= Leo Doerfler =

American audiologist (1919–2004)

Leo G. Doerfler (1919–2004) was the founder of the profession of audiology, the science of hearing and hearing disorders, in the early 1940s. He played a leading role in establishing professional bodies and educational standards for audiology practitioners.

==Early life==
Born June 25, 1919, in New York City to Anna (Steiner) and Gustav Doerfler, he earned degrees in English literature from New York University and Columbia, but then accepted a scholarship at the Central Institute for the Deaf (CID) and earned his master's degree in deaf education. At CID, he also met Alice Turechek, a young teacher of the deaf, who was to be his wife for nearly 57 years until her death in 2000.

In 1941, Doerfler took a job at the Iowa School for the Deaf, then enlisted in the army in 1942. In 1943, the day before he was to be sent to Germany, Doerfler was assigned to be an acoustic officer at Deshon General Hospital in Butler, Pennsylvania. There, he and three others treated soldiers with hearing loss. They were soon joined by Raymond Carhart, and the work they did during the war helped lay the foundation for audiology.

==Establishing audiology==
Acting on Carhart's advice, Doerfler pursued a doctorate in audiology at Northwestern University, becoming only the second person ever to receive a PhD in this field, after which he established an audiology program at the University of Pittsburgh and served as its director for 28 years. He went on to co-develop the well-known Doerfler Stewart Test for pseudohypacusis (non-organic hearing loss). He joined the American Speech-Language-Hearing Association (ASHA) where he served on the executive council, was later elected vice-president and, in 1967, president. As the first chairman of the American Board of Examiners in Speech Pathology and Audiology, he guided ASHA's efforts to accredit audiology programs.

==Academy of Dispensing Audiologists==
In 1976, at age 57, he left academia to start a private dispensing audiology practice in Greensburg, Pennsylvania, outside of Pittsburgh. In 1977, he and seven like-minded audiologists, met in Colorado Springs, Colorado, where they launched the Academy of Dispensing Audiologists. He was elected president and presided over the first ADA convention in 1978. He became an early leader in the movement to establish the "AuD" (Doctor of Audiology).
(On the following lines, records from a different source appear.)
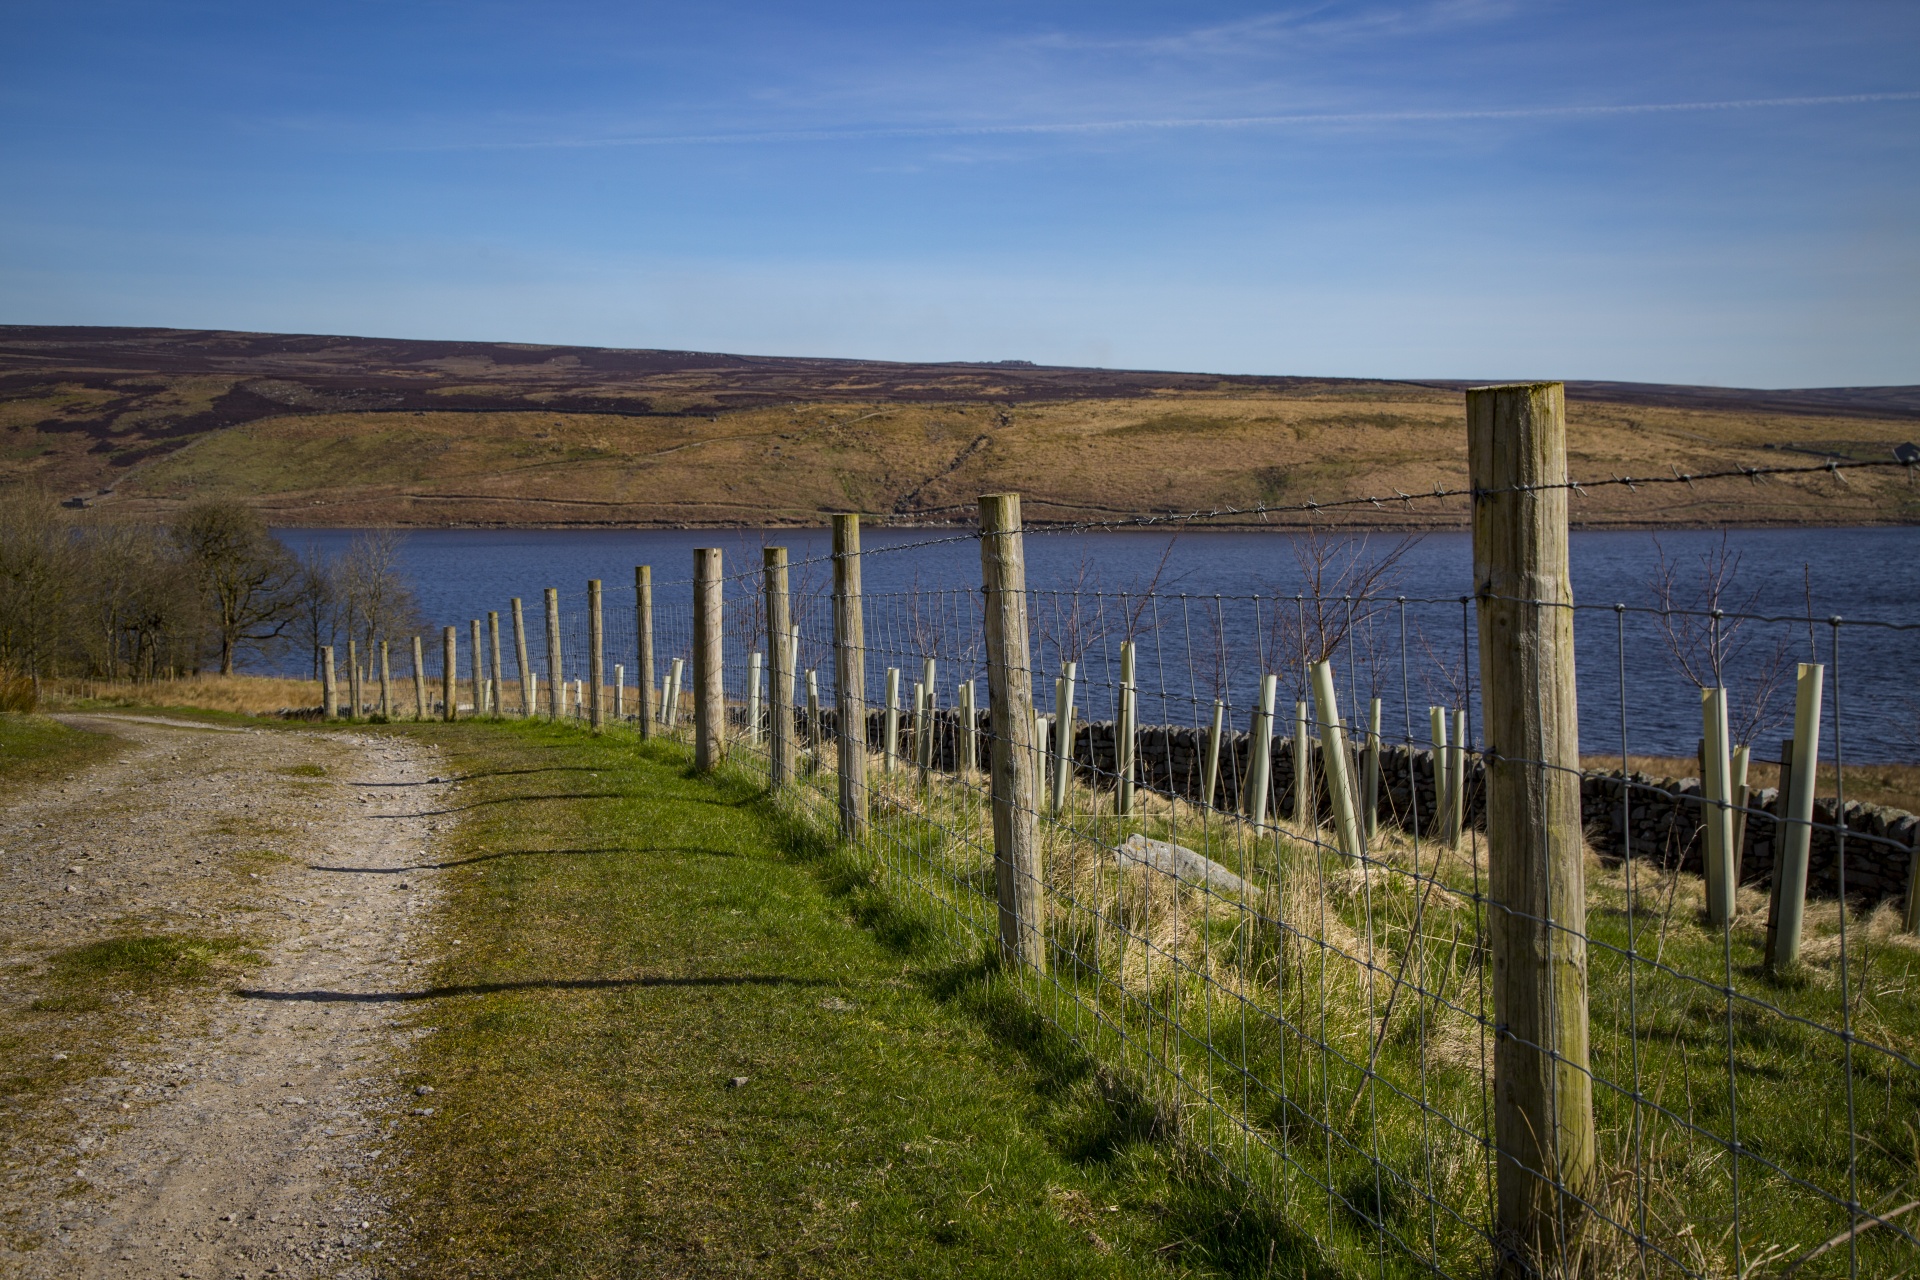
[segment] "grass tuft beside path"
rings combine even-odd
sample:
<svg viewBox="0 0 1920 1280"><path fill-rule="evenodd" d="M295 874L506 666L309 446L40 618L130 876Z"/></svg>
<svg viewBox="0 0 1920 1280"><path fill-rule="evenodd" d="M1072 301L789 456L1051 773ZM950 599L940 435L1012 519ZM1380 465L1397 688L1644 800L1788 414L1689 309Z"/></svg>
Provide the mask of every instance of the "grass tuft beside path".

Writing on ADA's web site, he recalled that tumultuous time: "My academic friends did not support the concept of the ADA and let me know at ASHA conventions and through the mail. Most are now dispensing, although none ever admitted being wrong."

==Supreme Court ruling==
The 1978 Supreme Court ruling in National Society of Professional Engineers versus the United States forced ASHA to lift its ban on dispensing, and Doerfler resumed being active in ASHA. In the 1980s, he fought to have ASHA recognize audiology as a separate profession from speech pathology, and later urged ASHA to endorse the AuD. He lost those battles at the time, but lived to see the association reverse its position on both issues.

==Later life==
Doerfler helped establish the Audiology Co-Op, one of the earliest buying groups, and served as its first president and later chairman of its board. In 1988, he was one of the 31 audiologists who joined James Jerger, PhD, in founding the American Academy of Audiology (AAA).

In 1988, he and 24 other audiologists attended the ADA-sponsored Conference on Professional Education in Chicago, where the campaign for the professional doctorate truly began. Afterwards, he helped create a model curriculum for the AuD and served on the board of the Audiology Foundation of America.

Doerfler died on July 7, 2004 in Oyster Bay Cove, New York.

==Recognition==
Doerfler received many honors and awards, including AAA's first "Career Award in Hearing" in 1994, and ADA's 1991 Wernick Award in recognition of outstanding educational contributions. ADA created the Leo G. Doerfler Award to honor excellence in clinical practice.